A Bouncing Baby Spatter Cone and Levees, Oh My

By May 31st, the spatter cone born five days earlier had reached a height of 100 feet. It wasn't the only cone formed in this eruption, but it was by far the most impressive.

Meanwhile, the robust fountains had also created a leveed channel. We will someday explore lava levees in some detail, because they're fascinating. And we got to watch one form in front of us!

Image shows Fissure 8 cone at night. On the left is a photo from May 30th with a very low cone. On the right is a photo from June 3rd: the fountains are higher and the cone has grown into a respectable hill, open to the left.
Two views of Fissure 8, showing the growth of the cone.

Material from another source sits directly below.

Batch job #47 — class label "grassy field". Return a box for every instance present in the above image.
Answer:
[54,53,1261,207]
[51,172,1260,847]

Credit: USGS

Consuming A Lake

The flows continued on over the next few days, making steady progress. One of the absolute most awe-inspiring moments of the eruption come on the morning of June 2nd, when the flow invaded Kapoho Crater. By 10am, it plunged into Green Lake, throwing up an impressive steam plume as liquid rock flash-boiled cool lake water. The plume lasted until 1:30pm, as lava consumed the lake. By 3pm, a helicopter overflight confirmed the lake was gone.

A Bay Becomes a Delta

The main flow, now half a mile wide, advanced on the ocean through Kapoho Beach Lots. It plunged into the bay at around 10:30pm. We'd thought eating a lake was dramatic, but that turned out to only be an appetizer. The flow devoured the peaceful, picturesque Kapoho Bay in one of the most dramatic and shocking scenes from the eruption. By 6:30 on the morning of the 4th, a brand new delta was being built within the bay, extending hundreds of yards.

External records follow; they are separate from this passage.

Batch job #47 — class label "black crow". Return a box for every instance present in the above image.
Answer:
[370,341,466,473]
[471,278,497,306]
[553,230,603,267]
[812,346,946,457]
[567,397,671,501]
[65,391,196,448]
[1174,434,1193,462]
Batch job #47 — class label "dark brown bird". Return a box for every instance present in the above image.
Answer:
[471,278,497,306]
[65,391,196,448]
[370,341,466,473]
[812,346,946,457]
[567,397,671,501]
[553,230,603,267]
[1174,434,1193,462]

By the morning of June 5th, Kapoho Bay was completely gone and the new delta reached over half a mile from the previous days old coastline.

Everyone watched in shock as lava consumed Vacationland and its gorgeous tide pools. By June 6th, Vacationland was no more. Pele was relentless in her demolition of human constructs as she expanded her realm. And she was far from done.